SALT FOR SVANETIA (Mikhail Kalatozov, 1930)

It is an odd “documentary” that begins with a script, in this case, by Sergei Tretyakov, and indeed Mikhail Kalatozov’s silent Sol Svanetij is largely staged. It also swoons with selfconscious lyricism and is sickeningly cruel and violent.
     The film’s ostensible subject is the Svans, whose primitive, isolated Ukrainian existence copes with mountainous, snow- and glacier-ridden terrain. The scarcity of salt is both real and representative of the people’s hard lot. (We are shown a cow drinking human urine for the salt.) The film ends with the building of a road to connect Svanetia to salt and civilization. It was news to the Svans, who felt exploited by the filmmakers, that they weren’t “civilized.”
     In a long, grueling passage, a horse is ridden until its heart explodes from the furious galloping. One recalls Orson Welles’s great pride in the fact that not a single horse was injured during the filming of Chimes at Midnight (1965).

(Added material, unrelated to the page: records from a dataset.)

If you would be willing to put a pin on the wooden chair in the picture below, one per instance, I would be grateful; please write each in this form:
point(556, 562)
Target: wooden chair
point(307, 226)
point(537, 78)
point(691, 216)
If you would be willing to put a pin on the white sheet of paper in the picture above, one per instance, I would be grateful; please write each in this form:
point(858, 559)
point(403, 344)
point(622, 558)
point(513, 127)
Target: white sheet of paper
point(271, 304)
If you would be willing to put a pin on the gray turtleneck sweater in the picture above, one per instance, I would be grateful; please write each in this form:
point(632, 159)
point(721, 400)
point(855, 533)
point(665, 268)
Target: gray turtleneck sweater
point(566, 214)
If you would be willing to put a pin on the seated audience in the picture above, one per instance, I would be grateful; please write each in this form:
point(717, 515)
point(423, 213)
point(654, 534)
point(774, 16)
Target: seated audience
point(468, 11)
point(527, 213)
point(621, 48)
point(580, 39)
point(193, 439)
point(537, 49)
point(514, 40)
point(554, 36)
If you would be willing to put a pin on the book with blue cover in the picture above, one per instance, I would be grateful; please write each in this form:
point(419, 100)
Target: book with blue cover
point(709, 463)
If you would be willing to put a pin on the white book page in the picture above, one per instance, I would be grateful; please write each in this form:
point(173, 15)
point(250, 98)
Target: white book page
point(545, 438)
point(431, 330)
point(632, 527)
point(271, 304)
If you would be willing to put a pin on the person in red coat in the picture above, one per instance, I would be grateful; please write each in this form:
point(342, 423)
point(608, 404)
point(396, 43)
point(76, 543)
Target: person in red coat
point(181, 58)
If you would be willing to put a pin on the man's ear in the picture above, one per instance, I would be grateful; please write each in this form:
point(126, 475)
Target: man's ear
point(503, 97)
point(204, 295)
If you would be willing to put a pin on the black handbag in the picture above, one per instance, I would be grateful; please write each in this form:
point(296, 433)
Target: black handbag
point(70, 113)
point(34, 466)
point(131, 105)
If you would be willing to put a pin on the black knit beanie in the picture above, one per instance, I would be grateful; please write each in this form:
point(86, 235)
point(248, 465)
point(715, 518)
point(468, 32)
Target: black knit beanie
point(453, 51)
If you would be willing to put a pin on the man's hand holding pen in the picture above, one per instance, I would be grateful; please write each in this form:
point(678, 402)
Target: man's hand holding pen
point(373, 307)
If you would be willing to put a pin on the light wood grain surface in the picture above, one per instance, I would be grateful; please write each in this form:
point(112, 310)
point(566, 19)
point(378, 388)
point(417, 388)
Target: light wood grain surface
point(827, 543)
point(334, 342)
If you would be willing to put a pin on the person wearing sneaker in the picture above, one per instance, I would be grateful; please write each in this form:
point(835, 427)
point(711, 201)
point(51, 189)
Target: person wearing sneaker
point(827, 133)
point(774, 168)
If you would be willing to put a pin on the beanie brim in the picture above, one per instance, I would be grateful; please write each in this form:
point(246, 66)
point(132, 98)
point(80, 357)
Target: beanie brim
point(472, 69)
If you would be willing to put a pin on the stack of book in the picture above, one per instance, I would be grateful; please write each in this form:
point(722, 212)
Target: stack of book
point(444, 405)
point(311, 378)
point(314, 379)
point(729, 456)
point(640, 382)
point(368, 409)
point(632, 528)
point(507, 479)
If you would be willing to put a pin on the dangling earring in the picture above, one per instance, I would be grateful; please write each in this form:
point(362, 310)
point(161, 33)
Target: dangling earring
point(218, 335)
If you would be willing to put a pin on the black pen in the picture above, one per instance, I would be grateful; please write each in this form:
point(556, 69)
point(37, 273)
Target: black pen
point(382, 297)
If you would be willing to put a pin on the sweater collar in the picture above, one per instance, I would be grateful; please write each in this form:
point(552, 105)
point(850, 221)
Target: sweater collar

     The film’s best parts are the opening, which visually describes the location, and passages showing local labor, such as farming—there’s a shot from the viewpoint of a beast of burden—and the making of yarn, caps and rope out of lamb’s wool. However, a vignette of past warfare between freedom-loving folk and evil barons is close to ridiculous, as is a killer avalanche. Documentary material, then, surpasses the staged material; but the latter takes over.
     Kalatozov blames religion for the people’s “backwardness.” A sequence cross-cuts between a “rich” man’s opulent funeral ceremony and the ordeal of a pregnant peasant who has been driven from her home. The ox that is ritually slaughtered to honor the dead man might have fed the poor. The woman, alone in the wilds, gives birth. A dog licks the resultant blood for salt.